Malgré ces temps difficiles, les enfants ne renoncent pas à leur anniversaire.

A Kologh-Naaba, Cédric Ouédraogo, 5 ans, dans un costume noir, cravate rouge, nous explique la raison de son endimanchement : « Je vais à un anniversaire ». Même s’il est conscient de l’existence de la maladie, il tient à retourner l’ascenseur à son ami : « C’est pas le coronavirus, non ? Je sais, mais à mon anniversaire, mon ami m’a fait un cadeau. Donc, quand j’irai à sa fête, je remettrai juste mon cadeau sans m’approcher des autres enfants et je repartirai, car ma tata a promis m’emmener au glacier » nous dit-il  en réajustant fièrement sa veste. Sa tante de nous confier qu’en réalité son neveu ne met plus le nez dehors par crainte d’attraper la maladie : « Il suffit de lui dire que la maladie est dehors pour que Cédric reste scotché à sa tablette à la maison. Même ses petits fours dont ils raffolent, ils n’en fait plus mention du fait de la covid 19 car convaincu que la maladie est en dehors de son lieu d’habitation ».

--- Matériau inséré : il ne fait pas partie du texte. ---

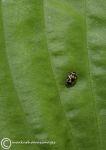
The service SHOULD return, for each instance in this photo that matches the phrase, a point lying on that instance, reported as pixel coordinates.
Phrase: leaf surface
(40, 42)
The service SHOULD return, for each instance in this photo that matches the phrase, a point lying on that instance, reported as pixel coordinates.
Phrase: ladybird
(71, 79)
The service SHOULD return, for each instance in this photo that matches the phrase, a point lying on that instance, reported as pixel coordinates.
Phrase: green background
(40, 42)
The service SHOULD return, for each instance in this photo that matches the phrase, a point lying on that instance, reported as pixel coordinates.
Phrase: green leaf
(40, 42)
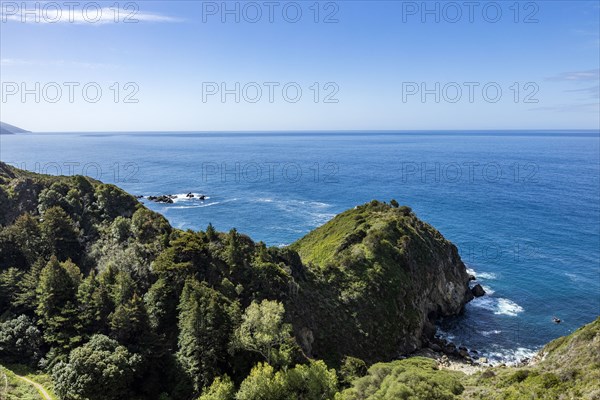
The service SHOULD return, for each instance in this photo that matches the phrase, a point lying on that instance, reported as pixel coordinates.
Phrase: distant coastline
(8, 129)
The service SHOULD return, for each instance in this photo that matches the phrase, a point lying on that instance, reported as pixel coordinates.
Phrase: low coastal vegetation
(108, 301)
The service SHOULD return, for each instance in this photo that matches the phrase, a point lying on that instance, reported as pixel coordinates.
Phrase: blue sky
(370, 61)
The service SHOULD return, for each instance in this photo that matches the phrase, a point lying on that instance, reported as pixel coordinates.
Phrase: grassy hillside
(567, 368)
(110, 302)
(394, 273)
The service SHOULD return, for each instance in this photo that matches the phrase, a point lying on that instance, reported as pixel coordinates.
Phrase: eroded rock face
(379, 278)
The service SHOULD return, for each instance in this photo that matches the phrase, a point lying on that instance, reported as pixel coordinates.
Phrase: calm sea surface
(523, 208)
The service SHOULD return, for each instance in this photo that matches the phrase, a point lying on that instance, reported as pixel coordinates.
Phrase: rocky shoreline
(170, 198)
(459, 358)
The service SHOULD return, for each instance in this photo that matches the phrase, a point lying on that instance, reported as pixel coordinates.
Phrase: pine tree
(130, 326)
(56, 298)
(205, 328)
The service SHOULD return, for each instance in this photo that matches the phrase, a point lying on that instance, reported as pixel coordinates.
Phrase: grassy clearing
(14, 388)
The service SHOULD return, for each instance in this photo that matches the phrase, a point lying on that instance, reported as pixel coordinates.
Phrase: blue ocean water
(523, 207)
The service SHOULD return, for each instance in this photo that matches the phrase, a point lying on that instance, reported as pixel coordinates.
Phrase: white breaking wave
(490, 333)
(485, 275)
(183, 197)
(508, 307)
(499, 306)
(488, 290)
(481, 275)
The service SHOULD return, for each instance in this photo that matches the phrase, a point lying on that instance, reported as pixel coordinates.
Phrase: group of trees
(106, 297)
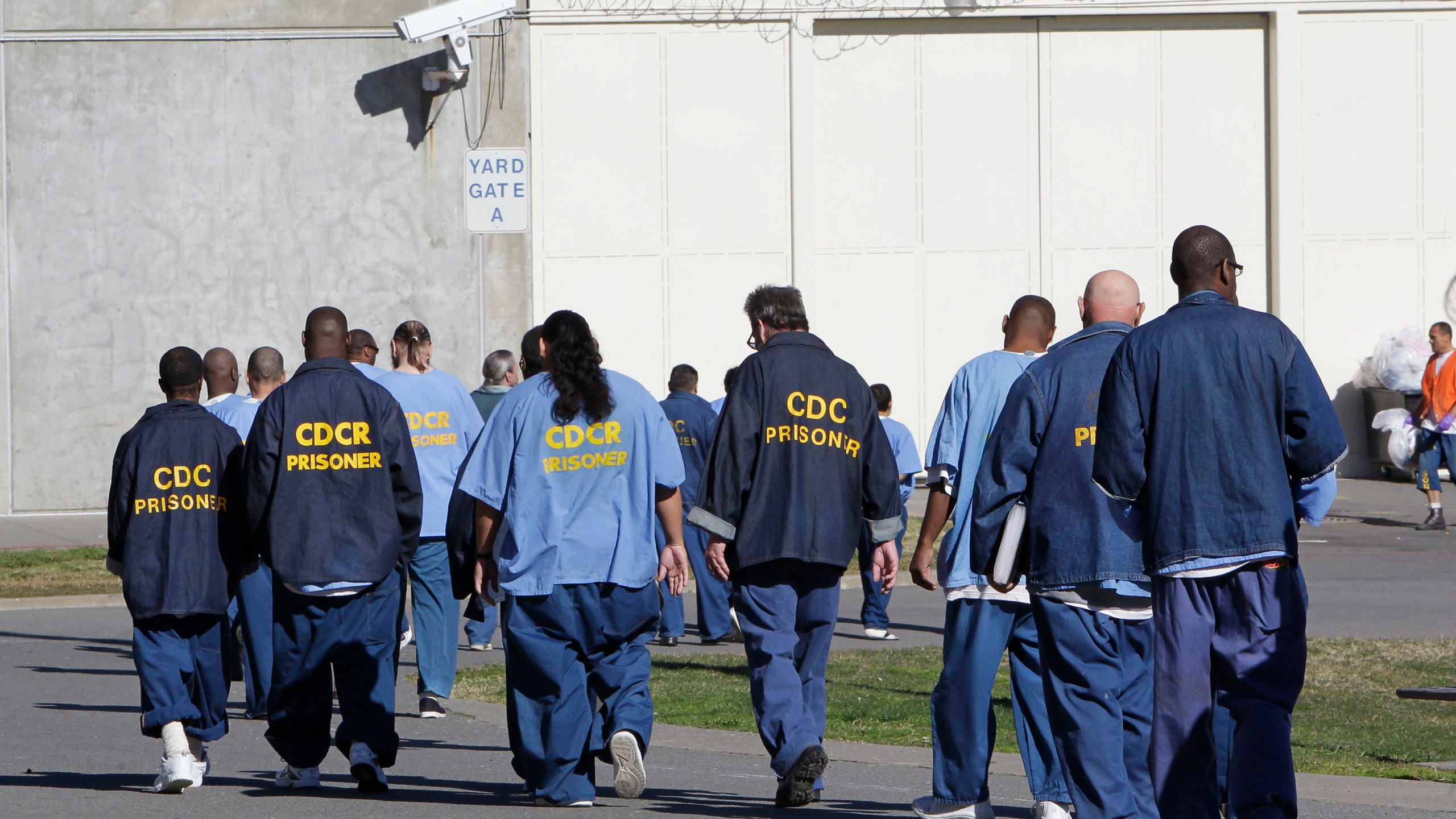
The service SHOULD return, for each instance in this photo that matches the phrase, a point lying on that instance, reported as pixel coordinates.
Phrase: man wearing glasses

Rasmané Séogo et sa sœur Meryem Assylah sont unanimes à dire que la maladie est très contagieuse

Par ces temps, les parents ont fort à faire, car devant eux-mêmes se protéger puis veiller à ce que leurs progénitures respectent les gestes barrières : « j’essaie tant bien que mal de l’empêcher de sortir en promenade, mais il me signifie qu’il s’ennuie à  la maison et souhaiterait voir l’école rouvrir. Et c’est d’ailleurs mon avis car en temps normal, il n’est pas facile de  maîtriser les enfants à plus forte raison en ces temps de maladie», souligne une maman. «Pour protéger ma fille, je lui lave les mains avec du savon à chacune de ses sorties car habitant une cour commune, c’est difficile de maîtriser les enfants sur place », renchérit Eliane Tuina. Cyril Ouédraogo, lui affirme veiller au grain pour assurer la protection de ses enfants : «même si ce n’est pas évident, je m’assure toujours que les enfants se lavent les mains».